- Leader: Uri Avnery; Natan Yellin-Mor; Boaz Evron;
- Founded: 1956 (original); 2011 (refounded);
- Preceded by: Lehi
- Ideology: Anti-colonialism; Canaanism; Pan-Semitism; Hebrew Universalism; Minority rights; Post-Zionism; Secularism;
- Political position: Left-wing
- International affiliation: Unrepresented Nations and Peoples Organization^{[citation needed]}

Website
- www.semiticaction.org.il/home/

= Semitic Action =

Defunct political party

Semitic Action (הפעולה השמית, HaPeulah Hashemit) was a small Israeli political group of the 1950s and 1960s which sought the creation of a regional federation encompassing Israel and its Arab neighbors.

The same name is used by a new group formed in 2011 with broadly similar goals.

==Original group==
Created in 1956, the group's key members were Uri Avnery, Natan Yellin-Mor, and Boaz Evron, with other members including Maxim Ghilan, Shalom Cohen, and Amos Kenan. Joel Beinin describes the group as "a political expression of the Canaanite movement" which "advocated that Hebrew-speaking Israelis cut their ties with the Jewish diaspora and integrate into the Middle East as natives of the region on the basis of an anticolonialist alliance with its indigenous Arab inhabitants."

In 1958 the group published a platform, titled "The Hebrew Manifesto." It described the "Hebrew nation" in Israel as a new entity, albeit one linked to the Jewish diaspora, and called for moving beyond outmoded Zionist ideas that were now holding back the nation's development. It put forward a program of secularism, complete civic equality between Jews and Arabs, support for anti-colonial movements, and a relationship with the diaspora based on national interest rather than ethnic, religious, or cultural ties. Jacob Shavit writes that the manifesto emerged from the meeting of three groups: former Canaanites, former Lehi members who had moved to the Left, and Avnery and his associates, who Shavit describes as "neither Left nor Right."

The group published a journal, Etgar (אתגר, "Challenge"), edited by Yellin-Mor, weekly or biweekly from April 1960 until March 1967. It also attempted to run for the Knesset. One of its founders, Yaakov Yeredor (a former Lehi member), represented the Arab nationalist group al-Ard in three of its trials.

In December 1960 several members of Semitic Action (Avnery, Yellin-Mor, Ghilan, Cohen, and Kenan) created the Israeli Committee for a Free Algeria, a group supportive of the FLN in the Algerian War, in opposition to Israel's official policy.
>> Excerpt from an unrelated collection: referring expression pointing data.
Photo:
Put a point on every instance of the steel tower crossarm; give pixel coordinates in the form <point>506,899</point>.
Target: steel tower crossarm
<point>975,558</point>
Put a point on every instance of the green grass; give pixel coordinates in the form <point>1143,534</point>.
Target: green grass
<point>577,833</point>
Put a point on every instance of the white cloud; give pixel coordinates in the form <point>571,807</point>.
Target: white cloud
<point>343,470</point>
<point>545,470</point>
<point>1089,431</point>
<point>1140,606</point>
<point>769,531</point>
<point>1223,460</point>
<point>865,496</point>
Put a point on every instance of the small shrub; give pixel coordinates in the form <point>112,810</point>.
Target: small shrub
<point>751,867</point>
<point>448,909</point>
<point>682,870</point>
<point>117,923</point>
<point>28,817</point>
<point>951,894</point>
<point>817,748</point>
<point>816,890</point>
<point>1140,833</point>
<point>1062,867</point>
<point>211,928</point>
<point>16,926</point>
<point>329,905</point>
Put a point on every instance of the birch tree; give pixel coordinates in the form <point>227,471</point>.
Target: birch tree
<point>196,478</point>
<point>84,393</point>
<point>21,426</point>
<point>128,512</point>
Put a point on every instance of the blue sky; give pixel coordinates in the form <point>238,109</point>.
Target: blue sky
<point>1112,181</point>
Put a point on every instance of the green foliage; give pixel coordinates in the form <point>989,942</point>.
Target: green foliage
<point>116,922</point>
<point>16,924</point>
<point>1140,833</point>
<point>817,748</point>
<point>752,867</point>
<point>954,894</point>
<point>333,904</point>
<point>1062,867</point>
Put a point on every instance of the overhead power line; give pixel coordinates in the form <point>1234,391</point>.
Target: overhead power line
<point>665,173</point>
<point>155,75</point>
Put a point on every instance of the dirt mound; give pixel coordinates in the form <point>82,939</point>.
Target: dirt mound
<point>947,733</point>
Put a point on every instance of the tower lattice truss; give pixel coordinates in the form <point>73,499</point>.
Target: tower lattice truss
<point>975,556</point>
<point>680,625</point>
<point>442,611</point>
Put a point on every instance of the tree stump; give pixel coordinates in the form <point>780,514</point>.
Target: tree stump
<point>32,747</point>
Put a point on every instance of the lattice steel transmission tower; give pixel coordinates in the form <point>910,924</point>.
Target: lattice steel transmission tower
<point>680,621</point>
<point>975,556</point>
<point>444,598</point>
The impetus for this decision came from Henri Curiel, who had introduced Avnery to members of the FLN and suggested to him that an independent Algeria would repay Israeli support by becoming Israel's first friend in the region.

==2011 group==
Semitic Action was revived in early 2011 as a grassroots peace movement by activists seeking what they call "a revolutionary alternative to foreign-backed organizations that only exacerbate local frictions and bring the peoples of our region further from genuine peace."

The new Semitic Action describes itself as "an Israel-based movement seeking to unite the indigenous peoples of the Middle East against the devastating influence of foreign powers in our region and the local conflicts created by the pursuit of their interests. Since its resurrection, the movement has organized meetings between Palestinians and Israeli settlers in the West Bank, initiated campaigns to raise support for an independent Kurdistan and promoted a unified front of indigenous peoples against foreign political influences in the Middle East. The movement has also been vocal against westernization, globalization, pro-Israel support from the American Christian right, Islamophobia in Israeli society, capitalism and the funding of local political organizations by foreign governments.